Vivemos num mundo onde a informação está disponível, mas onde somos guiados para a informação por aqueles que detêm os canais onde ela é apresentada e onde os utilizadores mais navegam. Google, Facebook (que detém Instagram e WhatsApp), Amazon e outros decidem tacitamente o que lemos, o que compramos, ou que sites usamos para “verificar” se determinada informação é credível. São eles que o fazem para quase todo o mundo, ignorando voluntariamente quaisquer sensibilidades culturais.
Em analogia, poderíamos comparar estas ferramentas a um placard de cortiça à entrada da escola, onde quem afixa os panfletos tem inteira responsabilidade sobre eles. Mas o determinante destas plataformas é a forma como reorganizam determinados panfletos e amplificam o seu alcance, aumentando a letra de uns e escondendo outros ao canto.
Por ironia do destino, o live-stream do discurso de Zuckerberg no Facebook mostrou sobretudo comentários positivos, apesar de também terem sido feitos comentários negativos. A explicação dada pela rede social foi que, quando os eventos recebem demasiados comentários, há um algoritmo desta rede social que vai mostrando apenas os mais relevantes consoante umas ponderações que, é claro, não são públicas. Liberdade de expressão, não era? Mas sujeita a um filtro invisível de relevância definido por critérios que nunca vamos conhecer.

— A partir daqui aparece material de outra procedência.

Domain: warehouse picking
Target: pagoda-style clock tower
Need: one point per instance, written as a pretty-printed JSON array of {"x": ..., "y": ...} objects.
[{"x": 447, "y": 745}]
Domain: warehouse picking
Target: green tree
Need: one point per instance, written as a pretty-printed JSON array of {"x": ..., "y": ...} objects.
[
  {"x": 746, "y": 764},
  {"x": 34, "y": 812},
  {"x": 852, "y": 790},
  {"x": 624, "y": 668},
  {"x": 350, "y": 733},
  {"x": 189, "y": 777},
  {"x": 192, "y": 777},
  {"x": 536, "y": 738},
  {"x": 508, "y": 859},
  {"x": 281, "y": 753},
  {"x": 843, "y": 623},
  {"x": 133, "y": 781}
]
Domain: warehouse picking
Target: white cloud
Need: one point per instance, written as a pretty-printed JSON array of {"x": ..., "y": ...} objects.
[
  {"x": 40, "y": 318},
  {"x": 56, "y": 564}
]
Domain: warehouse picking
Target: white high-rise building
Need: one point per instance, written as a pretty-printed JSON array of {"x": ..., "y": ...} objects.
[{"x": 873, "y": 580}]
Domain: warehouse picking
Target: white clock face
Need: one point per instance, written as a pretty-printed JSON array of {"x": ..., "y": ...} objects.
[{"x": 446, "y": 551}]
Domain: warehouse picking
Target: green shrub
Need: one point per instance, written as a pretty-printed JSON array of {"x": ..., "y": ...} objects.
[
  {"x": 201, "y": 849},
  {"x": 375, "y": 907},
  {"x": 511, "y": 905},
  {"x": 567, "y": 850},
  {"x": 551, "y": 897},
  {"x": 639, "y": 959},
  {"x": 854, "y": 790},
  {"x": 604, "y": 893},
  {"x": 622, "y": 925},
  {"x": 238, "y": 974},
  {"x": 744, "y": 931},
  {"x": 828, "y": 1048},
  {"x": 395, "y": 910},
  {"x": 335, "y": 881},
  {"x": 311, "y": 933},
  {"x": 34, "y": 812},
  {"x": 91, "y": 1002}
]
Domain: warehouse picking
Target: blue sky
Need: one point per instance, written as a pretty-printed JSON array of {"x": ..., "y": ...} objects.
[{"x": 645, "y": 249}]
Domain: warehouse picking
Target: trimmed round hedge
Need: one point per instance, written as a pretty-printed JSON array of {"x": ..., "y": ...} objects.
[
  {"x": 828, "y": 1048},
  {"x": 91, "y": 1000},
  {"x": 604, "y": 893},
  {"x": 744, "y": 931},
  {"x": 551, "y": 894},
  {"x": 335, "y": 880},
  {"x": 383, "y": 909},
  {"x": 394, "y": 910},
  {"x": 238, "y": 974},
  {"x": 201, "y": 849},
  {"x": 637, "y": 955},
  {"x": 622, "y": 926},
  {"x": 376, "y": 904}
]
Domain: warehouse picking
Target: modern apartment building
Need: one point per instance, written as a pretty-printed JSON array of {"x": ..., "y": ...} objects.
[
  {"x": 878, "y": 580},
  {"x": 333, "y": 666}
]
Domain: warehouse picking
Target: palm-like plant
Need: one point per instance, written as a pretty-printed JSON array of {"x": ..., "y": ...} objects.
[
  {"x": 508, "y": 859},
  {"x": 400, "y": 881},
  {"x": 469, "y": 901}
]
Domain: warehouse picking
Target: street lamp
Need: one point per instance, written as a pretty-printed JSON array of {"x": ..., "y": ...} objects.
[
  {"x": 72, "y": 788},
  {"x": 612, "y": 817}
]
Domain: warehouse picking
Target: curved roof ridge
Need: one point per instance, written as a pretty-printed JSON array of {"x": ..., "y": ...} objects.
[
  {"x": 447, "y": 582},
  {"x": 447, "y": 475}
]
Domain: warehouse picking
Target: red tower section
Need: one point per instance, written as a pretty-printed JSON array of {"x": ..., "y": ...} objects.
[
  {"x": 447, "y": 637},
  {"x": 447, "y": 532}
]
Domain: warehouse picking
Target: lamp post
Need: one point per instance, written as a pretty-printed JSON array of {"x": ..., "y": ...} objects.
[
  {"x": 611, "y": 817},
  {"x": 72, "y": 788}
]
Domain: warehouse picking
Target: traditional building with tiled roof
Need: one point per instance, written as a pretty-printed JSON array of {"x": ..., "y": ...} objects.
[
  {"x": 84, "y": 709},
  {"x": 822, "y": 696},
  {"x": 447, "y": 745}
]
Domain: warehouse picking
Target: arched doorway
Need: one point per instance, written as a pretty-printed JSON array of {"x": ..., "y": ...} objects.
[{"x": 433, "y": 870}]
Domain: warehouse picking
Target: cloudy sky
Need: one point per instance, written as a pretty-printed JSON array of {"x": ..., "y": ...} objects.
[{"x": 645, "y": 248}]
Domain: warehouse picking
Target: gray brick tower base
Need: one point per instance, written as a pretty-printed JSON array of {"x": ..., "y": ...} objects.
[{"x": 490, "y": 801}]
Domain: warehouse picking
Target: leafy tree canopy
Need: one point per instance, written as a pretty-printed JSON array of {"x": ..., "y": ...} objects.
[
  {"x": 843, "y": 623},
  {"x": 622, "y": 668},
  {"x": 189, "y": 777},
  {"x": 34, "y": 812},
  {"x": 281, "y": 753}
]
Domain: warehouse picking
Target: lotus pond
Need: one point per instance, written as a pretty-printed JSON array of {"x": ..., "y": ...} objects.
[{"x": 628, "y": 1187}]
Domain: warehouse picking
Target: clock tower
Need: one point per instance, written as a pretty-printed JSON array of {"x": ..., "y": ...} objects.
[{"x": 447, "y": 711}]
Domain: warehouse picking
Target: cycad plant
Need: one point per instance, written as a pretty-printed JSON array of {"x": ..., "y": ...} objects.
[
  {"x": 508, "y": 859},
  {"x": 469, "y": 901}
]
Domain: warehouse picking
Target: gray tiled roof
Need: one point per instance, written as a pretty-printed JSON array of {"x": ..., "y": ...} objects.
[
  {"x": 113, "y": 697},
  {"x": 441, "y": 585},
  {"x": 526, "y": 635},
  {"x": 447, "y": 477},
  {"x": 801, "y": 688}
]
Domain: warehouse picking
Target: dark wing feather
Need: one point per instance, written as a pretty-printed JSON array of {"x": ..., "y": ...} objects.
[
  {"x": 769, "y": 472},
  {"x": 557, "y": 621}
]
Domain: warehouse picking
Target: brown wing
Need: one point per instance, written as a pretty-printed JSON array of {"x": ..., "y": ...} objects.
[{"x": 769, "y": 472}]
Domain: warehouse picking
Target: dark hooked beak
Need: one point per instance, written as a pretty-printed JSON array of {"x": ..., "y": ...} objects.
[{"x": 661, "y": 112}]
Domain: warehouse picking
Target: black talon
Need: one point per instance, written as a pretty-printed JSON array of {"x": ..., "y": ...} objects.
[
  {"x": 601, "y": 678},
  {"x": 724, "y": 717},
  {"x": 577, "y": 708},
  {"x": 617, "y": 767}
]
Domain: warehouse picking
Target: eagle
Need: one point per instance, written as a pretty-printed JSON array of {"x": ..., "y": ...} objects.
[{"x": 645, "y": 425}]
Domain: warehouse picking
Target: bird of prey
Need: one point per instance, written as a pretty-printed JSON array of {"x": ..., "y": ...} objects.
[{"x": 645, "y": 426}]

Who the fuck gave Mark Zuckerberg the control of free spe
— Peter Sunde Kolmisoppi (@brokep) October 18, 2019
Zuckerberg faz dinheiro à custa da exploração das nossas emoções e da nossa estrutura de cognição. Faz dinheiro ao garantir que quem tem dinheiro encontra na sua plataforma o canal perfeito para fazer chegar uma mensagem, seja ela qual for, à audiência que estrategicamente definiu. E fá-lo independentemente de estar em causa a venda de bugiganga ou a viabilidade de uma democracia. Lamentável.
(Nota: texto escrito em colaboração com João Gabriel Ribeiro.)